The new committee, known as the Scientific Advisory Group for the Origins of Novel Pathogens, will differ in several respects from the team that the W.H.O. sent to China. Because that team visited Wuhan, China had considerable influence over its membership. That is not the case for the new committee, a permanent panel that Dr. Van Kerkhove said would begin with frequent, closed-door meetings on the coronavirus.
In soliciting applications, the W.H.O. asked potential committee members for a statement about any conflicts of interest, in addition to a cover letter and résumé. That appeared to be an attempt to head off critics who complained that a member of the previous team, Peter Daszak, an animal disease specialist, was too closely tied to a Wuhan virology institute at the center of lab leak theories to offer a dispassionate assessment. Dr. Daszak has said that his expertise on China and coronaviruses made him well-suited to participate in the earlier trip.

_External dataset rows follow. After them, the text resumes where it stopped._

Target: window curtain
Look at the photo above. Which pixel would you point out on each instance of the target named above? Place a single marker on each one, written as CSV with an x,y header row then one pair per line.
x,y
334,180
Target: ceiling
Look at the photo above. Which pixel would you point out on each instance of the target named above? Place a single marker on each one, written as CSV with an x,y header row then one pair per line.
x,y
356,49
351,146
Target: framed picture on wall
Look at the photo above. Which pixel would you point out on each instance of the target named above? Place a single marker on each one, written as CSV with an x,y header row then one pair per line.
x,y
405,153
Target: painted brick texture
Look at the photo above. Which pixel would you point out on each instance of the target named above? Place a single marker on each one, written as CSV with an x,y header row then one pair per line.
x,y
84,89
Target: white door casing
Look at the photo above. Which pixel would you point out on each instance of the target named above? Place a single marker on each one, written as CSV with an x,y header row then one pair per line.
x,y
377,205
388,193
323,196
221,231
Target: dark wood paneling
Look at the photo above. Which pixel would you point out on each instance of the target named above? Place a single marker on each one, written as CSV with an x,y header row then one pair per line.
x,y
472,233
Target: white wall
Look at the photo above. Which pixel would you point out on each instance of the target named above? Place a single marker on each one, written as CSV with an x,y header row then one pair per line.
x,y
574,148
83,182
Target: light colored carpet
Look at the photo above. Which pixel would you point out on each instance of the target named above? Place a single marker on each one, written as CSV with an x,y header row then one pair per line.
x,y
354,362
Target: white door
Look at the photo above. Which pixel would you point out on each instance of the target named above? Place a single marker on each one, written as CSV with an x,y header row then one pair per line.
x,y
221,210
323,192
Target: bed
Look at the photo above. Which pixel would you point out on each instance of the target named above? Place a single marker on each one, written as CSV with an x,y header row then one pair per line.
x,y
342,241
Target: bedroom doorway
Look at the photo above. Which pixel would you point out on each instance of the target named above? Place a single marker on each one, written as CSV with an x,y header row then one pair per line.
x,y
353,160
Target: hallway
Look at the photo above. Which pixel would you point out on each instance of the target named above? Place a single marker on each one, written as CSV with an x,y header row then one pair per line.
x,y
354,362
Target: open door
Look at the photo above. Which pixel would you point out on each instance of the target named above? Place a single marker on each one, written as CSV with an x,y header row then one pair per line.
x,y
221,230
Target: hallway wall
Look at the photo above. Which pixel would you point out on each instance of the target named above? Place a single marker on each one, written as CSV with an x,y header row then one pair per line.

“Conflicts of interest of members of the last group put a huge cloud over the head of the World Health Organization,” said Lawrence Gostin, who directs the O’Neill Institute for National and Global Health Law at Georgetown University. Of the new advisory group, he added: “It’s a committee with a proper charge, and a proper global mandate — none of that happened before.”

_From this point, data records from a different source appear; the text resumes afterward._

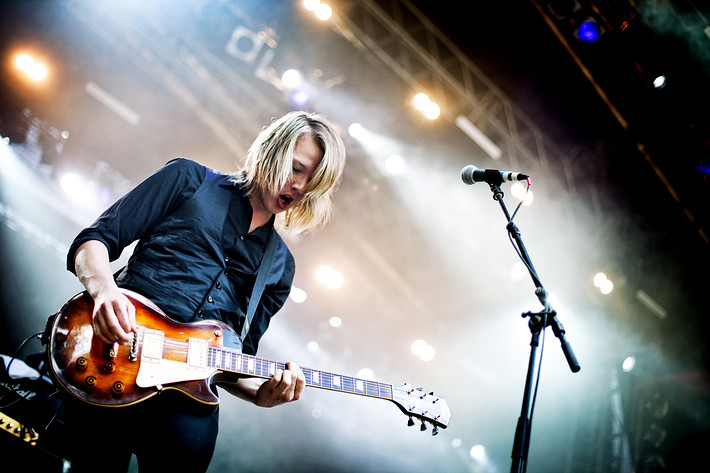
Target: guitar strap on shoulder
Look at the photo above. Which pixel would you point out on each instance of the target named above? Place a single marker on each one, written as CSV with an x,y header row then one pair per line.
x,y
260,282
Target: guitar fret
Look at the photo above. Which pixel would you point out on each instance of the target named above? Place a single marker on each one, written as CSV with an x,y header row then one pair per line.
x,y
236,361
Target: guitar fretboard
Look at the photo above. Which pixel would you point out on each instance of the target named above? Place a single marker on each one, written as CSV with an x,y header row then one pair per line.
x,y
232,360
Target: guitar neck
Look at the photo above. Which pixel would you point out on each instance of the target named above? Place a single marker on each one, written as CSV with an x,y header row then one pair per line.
x,y
233,361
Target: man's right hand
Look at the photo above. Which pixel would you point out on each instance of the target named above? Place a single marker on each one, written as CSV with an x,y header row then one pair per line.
x,y
114,316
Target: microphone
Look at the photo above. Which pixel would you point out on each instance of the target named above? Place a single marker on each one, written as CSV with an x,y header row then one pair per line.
x,y
471,175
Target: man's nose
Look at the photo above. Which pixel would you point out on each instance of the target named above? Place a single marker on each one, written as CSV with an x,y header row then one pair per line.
x,y
298,183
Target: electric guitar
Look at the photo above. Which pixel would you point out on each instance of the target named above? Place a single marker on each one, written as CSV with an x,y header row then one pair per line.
x,y
165,354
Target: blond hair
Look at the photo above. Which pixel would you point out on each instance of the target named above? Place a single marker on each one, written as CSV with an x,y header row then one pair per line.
x,y
268,165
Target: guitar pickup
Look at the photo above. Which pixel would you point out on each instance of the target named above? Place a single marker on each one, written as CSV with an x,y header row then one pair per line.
x,y
197,353
153,346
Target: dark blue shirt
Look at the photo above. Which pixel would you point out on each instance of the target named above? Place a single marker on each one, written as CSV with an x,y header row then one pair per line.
x,y
195,257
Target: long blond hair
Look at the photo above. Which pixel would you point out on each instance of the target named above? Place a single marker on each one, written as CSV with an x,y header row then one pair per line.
x,y
268,165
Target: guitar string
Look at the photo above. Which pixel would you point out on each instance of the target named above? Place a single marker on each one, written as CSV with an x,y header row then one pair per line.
x,y
262,366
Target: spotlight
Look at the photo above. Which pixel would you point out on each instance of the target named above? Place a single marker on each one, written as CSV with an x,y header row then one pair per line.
x,y
292,79
589,31
428,107
32,68
299,97
659,82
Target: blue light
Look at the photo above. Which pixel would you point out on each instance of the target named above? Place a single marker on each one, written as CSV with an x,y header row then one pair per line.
x,y
589,31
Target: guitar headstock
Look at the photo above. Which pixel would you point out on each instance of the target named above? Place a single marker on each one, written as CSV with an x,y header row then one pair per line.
x,y
424,406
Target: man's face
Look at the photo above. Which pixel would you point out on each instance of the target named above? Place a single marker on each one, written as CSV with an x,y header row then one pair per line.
x,y
306,158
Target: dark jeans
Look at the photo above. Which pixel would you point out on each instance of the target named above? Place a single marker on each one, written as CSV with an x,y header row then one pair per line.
x,y
168,432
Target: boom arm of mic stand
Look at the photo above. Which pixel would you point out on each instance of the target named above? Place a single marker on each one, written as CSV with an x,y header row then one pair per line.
x,y
553,322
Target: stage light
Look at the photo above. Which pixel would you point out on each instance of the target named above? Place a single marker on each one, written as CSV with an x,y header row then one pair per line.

For the W.H.O., Professor Gostin said, the new committee serves several purposes. In choosing a larger group reflecting a wider range of expertise and geographic regions, the organization can try to amass widespread international support for its work and underscore China’s intransigence, he said.
Crucially, forming the new group could also help shore up the W.H.O.’s standing with its key Western backers, none more important than the United States. Despite the agency’s attempt to act deferentially toward China during the pandemic, Professor Gostin said, China had repeatedly stonewalled the organization and concealed crucial information.
Now, he said, the organization needed to pay heed to the desires of Europe and the United States — not least because Tedros Adhanom Ghebreyesus, the W.H.O. director-general, is counting on their support as he seeks re-election in May.